Clinical NLGN1 Variant Submissions Do Not Support a Simple Splice-Site Hotspot Model
Neuroligin-1 (NLGN1) is often discussed through two narrow lenses: extracellular neurexin-binding biology and autism-associated clinical variation. That framing suggests an attractive hypothesis: clinically submitted NLGN1 protein variants might concentrate in splice-regulated or extracellular adhesion regions that tune neuroligin-neurexin function. We tested that hypothesis directly using public variant and protein-annotation resources. ClinVar contained 169 NLGN1 records, including 43 protein-change submissions that could be mapped unambiguously to the UniProt Q8N2Q7 coordinate system by reference-amino-acid matching. As a background catalogue, we mapped 603 Ensembl/dbSNP missense variants to the same protein coordinate system using Ensembl VEP. We then compared clinical and background variant localization across the extracellular domain, cholinesterase-like core, splice-site A segment, glycosylation/disulfide-proximal windows, juxtamembrane segment, transmembrane helix, and cytoplasmic tail. The public data did not support a simple clinical hotspot model. ClinVar mapped variants were not enriched in the extracellular domain, cholinesterase-like core, splice-site A segment, or post-translational/structural windows relative to dbSNP missense variants. Although ClinVar variants were closer to splice-site A by median distance, only one mapped variant lay inside the A segment. UniProt-curated functional natural variants also spanned both extracellular and cytoplasmic positions. These results argue that current public clinical submissions are too sparse and VUS-heavy to justify a splice-site-centered clinical interpretation of NLGN1. Mechanistic claims about NLGN1 variants should remain variant-specific until patient-level genotype-phenotype data or functional assays provide stronger evidence.
Reviews
This manuscript asks a well-posed, falsifiable question: do clinically submitted NLGN1 protein variants cluster in splice-regulated/extracellular regions (e.g., the A splice segment or adhesion/cholinesterase-like core) more than a background set? The approach—mapping ClinVar protein-change submissions onto UniProt Q8N2Q7 coordinates, constructing a comparison catalogue of missense variants from Ensembl/dbSNP via VEP, and comparing counts/distances across annotated protein regions—is conceptually appropriate and the negative result is plausibly informative given the current state of public submissions. The conclusion is appropriately restrained: current public clinical submissions are sparse and VUS-heavy, so a simple hotspot/splice-centric interpretive model is not justified. The main weakness is methodological and statistical specificity. From the excerpt, it is unclear (i) how isoforms/transcripts were handled beyond “reference-amino-acid matching,” (ii) how multiple ClinVar submissions for the same variant were de-duplicated, (iii) what the precise enrichment test/model was (or whether any formal test was performed), and (iv) whether the chosen background (dbSNP/Ensembl missense) is an appropriate null given strong ascertainment differences between population variation and clinically submitted variants (coverage, filtering, allele frequency, constraint, and reporting practices).
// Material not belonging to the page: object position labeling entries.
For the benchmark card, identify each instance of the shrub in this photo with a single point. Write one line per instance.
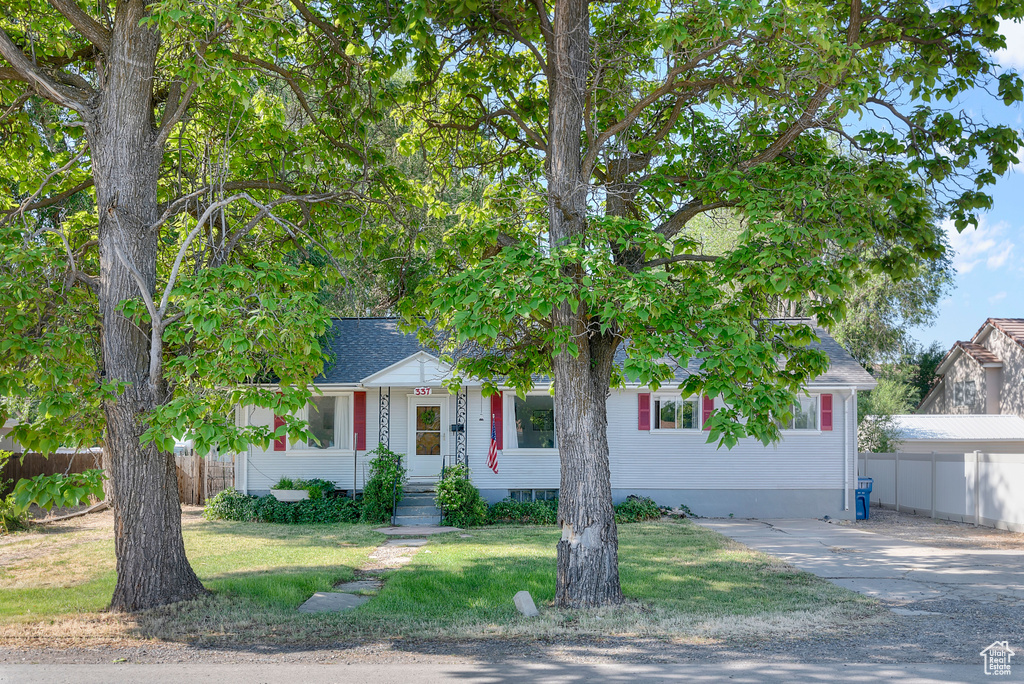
(315, 486)
(635, 509)
(231, 505)
(10, 517)
(525, 513)
(387, 476)
(460, 501)
(49, 490)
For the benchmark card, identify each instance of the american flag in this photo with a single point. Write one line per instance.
(493, 452)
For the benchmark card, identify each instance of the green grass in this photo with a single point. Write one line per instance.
(262, 565)
(676, 575)
(681, 582)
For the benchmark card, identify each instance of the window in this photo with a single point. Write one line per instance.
(676, 414)
(535, 422)
(965, 392)
(321, 414)
(805, 415)
(329, 422)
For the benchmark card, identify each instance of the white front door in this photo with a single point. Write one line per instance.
(427, 437)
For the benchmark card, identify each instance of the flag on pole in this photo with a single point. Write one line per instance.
(493, 452)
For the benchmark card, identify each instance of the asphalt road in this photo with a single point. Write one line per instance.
(732, 671)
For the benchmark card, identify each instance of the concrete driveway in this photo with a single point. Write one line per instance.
(884, 567)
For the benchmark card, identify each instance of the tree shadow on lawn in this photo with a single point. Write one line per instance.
(327, 533)
(463, 589)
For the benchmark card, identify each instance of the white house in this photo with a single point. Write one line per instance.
(383, 388)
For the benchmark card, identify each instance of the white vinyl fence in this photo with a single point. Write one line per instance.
(983, 488)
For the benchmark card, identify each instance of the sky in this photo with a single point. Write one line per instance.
(989, 281)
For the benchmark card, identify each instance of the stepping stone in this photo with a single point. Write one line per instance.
(332, 602)
(406, 542)
(524, 604)
(909, 612)
(359, 587)
(416, 530)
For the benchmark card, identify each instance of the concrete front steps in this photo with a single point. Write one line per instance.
(417, 507)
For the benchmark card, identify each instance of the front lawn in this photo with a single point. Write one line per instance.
(682, 582)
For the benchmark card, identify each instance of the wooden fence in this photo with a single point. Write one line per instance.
(983, 488)
(201, 478)
(36, 464)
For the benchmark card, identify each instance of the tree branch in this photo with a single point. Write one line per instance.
(799, 126)
(88, 27)
(680, 257)
(25, 70)
(301, 96)
(675, 223)
(30, 203)
(169, 122)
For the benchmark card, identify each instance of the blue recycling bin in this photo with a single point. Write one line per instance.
(862, 497)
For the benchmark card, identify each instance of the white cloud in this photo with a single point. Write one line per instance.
(986, 244)
(1013, 55)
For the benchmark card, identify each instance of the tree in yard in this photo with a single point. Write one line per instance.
(608, 128)
(175, 177)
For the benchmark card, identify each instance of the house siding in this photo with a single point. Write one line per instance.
(997, 389)
(668, 465)
(965, 369)
(802, 475)
(1012, 381)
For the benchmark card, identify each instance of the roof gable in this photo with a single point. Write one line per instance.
(418, 369)
(376, 352)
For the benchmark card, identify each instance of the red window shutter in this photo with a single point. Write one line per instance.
(281, 443)
(707, 410)
(359, 411)
(643, 411)
(826, 412)
(497, 415)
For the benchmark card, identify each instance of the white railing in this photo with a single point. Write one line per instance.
(983, 488)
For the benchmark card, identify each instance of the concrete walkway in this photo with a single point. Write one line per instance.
(735, 672)
(881, 566)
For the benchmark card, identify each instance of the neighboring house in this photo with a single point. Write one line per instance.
(960, 433)
(383, 388)
(983, 376)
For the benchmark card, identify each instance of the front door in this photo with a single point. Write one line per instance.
(427, 438)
Region definitions such as “glycosylation/disulfide-proximal windows” also introduce researcher degrees of freedom unless pre-registered or clearly justified, and the small mapped ClinVar set (n=43) limits power. Overall, the central conclusion (no strong evidence for a simple splice-site hotspot in currently available submissions) is reasonable, but claims about “not enriched” should be phrased as “no detectable enrichment under the chosen mapping/definitions” unless accompanied by explicit statistics and sensitivity analyses.